Mâchoires crispées, gestes saccadés, yeux et lèvres plissés : Margont accumulait les symptômes de l’homme exaspéré.

— Ce forcené a embroché Piquebois ! tempêta-t-il soudainement. Quant à Antoine, lui, c’est tout juste s’il ne l’a pas remercié pour la leçon ! Il est aussi responsable que Relmyer de ce qui est arrivé. Relmyer me fait l’effet d’un homme en train de s’extirper d’un gouffre. En lui tendant la main, nous augmentons ses chances de succès, mais il peut trébucher et nous entraîner dans le vide avec lui ! Il y a déjà les Autrichiens face à nous, les partisans dans notre dos et, quelque part, un assassin aussi insaisissable qu’un fantôme. Or voilà maintenant qu’en plus Relmyer se met à blesser ceux qui l’approchent !

— Son sabre est à double tranchant...

— Tu as assisté au duel ?

— Non. J’étais trop soûl pour voir autre chose que le buffet et les Autrichiennes.

— Dire que Piquebois a expédié à terre je ne sais combien d’adversaires dans sa vie ! Face à Relmyer, il ne s’est pas retenu, crois-moi !

Lefine acquiesça.

— Quand Antoine dégaine, il perd la tête. C’est comme si son sabre se mettait à penser à sa place.

— Eh bien, Relmyer a dominé la totalité du duel.

Lefine tapota mollement dans ses mains et cette plaisanterie douteuse irrita plus encore Margont.
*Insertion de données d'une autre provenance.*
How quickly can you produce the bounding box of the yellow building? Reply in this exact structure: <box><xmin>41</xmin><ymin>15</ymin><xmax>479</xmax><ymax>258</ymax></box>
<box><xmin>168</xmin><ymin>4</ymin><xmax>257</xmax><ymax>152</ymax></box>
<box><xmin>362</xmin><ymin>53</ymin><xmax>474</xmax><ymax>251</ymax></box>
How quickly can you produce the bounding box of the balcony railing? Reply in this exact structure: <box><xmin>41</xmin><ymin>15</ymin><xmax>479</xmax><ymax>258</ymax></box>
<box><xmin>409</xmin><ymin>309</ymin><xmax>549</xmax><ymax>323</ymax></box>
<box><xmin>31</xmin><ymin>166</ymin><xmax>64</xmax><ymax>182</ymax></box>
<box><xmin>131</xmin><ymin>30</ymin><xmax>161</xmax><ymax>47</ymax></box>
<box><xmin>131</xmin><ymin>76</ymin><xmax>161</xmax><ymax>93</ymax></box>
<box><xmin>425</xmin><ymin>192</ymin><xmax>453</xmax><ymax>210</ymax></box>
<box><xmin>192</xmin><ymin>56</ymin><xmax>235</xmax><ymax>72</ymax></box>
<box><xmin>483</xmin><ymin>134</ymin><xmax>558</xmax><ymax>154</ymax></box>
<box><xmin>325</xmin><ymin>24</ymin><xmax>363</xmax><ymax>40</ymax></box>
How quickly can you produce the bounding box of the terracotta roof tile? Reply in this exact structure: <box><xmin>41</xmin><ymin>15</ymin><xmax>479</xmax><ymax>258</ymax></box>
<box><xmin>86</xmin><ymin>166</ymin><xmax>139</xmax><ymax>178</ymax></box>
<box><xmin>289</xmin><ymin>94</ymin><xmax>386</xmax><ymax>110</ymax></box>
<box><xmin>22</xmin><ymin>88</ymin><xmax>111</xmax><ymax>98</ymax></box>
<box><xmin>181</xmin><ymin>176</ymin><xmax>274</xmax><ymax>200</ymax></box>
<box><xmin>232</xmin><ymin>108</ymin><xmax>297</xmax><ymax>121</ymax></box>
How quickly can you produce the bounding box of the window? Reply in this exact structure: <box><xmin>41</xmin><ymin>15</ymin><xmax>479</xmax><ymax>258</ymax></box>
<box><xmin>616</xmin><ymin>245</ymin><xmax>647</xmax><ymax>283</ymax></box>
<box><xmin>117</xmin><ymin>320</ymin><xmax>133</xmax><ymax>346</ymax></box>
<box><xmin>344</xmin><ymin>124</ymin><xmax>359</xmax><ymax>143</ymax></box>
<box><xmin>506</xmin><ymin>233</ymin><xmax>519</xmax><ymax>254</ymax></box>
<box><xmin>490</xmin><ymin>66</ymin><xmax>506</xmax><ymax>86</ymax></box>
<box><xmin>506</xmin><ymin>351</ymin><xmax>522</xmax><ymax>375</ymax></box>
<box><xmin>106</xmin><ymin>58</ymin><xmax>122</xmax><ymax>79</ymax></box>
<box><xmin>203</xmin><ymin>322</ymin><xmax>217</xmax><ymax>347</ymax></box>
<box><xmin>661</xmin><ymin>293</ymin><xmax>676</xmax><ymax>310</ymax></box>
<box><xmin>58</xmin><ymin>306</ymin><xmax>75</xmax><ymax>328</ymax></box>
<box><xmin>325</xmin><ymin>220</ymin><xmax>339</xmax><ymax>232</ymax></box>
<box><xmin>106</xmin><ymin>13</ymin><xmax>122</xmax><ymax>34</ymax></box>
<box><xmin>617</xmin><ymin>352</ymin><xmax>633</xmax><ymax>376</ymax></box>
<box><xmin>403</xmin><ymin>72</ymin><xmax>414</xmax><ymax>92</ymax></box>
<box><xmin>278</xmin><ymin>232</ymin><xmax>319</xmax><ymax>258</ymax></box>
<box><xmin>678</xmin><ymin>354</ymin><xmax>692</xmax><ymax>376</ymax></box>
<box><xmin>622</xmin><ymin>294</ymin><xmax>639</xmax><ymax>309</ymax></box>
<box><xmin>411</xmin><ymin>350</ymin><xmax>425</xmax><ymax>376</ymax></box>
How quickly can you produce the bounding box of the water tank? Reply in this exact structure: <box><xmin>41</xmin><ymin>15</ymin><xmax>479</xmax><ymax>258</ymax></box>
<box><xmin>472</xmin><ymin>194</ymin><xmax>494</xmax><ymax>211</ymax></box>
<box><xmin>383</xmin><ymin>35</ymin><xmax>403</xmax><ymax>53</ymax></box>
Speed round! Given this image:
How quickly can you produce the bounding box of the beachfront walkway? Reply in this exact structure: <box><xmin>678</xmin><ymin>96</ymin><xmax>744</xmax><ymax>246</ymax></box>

— Il survivra, poursuivit-il tandis que Lefine blêmissait, prenant tout à coup conscience du fait que son ami aurait réellement pu périr, qu’il ne s’agissait pas que d’une bêtise macabre liée à l’absurdité de l’homme. Tôt ce matin, je suis allé voir Jean-Quenin. Il y a une histoire d’articulation scapulo-humérale abîmée et de tendons quelque chose sectionnés... Pourquoi les médecins ne sont-ils donc jamais capables de donner une réponse claire ?

— Qn’attendre d’autre de gens qui ont des cours en latin ?

— N’exagérons rien, cela ne concerne qu’une partie des livres et des traités d’anatomie. Mais c’est déjà bien trop à mon goût. Bref, je n’ai rien compris si ce n’est que cette blessure n’est pas mortelle et qu’Antoine retrouvera bientôt l’usage de son bras.

— Formidable ! D’autres duels en perspective, ironisa Lefine d’un air désabusé.

— Il n’en est pas question !

Relmyer n’arrivait toujours pas. Pour se calmer, Margont se mit à étudier la Pestsäule, haute de plusieurs mètres et au baroque luxuriant. En 1679, la peste avait décimé Vienne, la tapissant de cent mille victimes. L’empereur Léopold Ier avait plus tard fait ériger cette colonne pour remercier Dieu d’avoir éradiqué l’épidémie. La Sainte-Trinité, en métal doré, surplombait une cascade de personnages, humains ou anges. Léopold Ier, agenouillé, priait. Au-dessous de lui, une femme tenant une croix symbolisait la Foi triomphant de la Peste, incarnée par une vieille dame à terre, nue, la peau flasque et ridée. Margont pensa à la colonne de la Grande Armée, place Vendôme, qui n’était pas encore achevée. Deux oeuvres qui célébraient le triomphe de la vie (celle de la Grande Armée était confectionnée avec le bronze des mille deux cents canons pris à Austerlitz et à Vienne, en 1805, car on croyait alors à une paix durable...). Lefine laissait son regard glisser sur l’édifice, de visage en visage.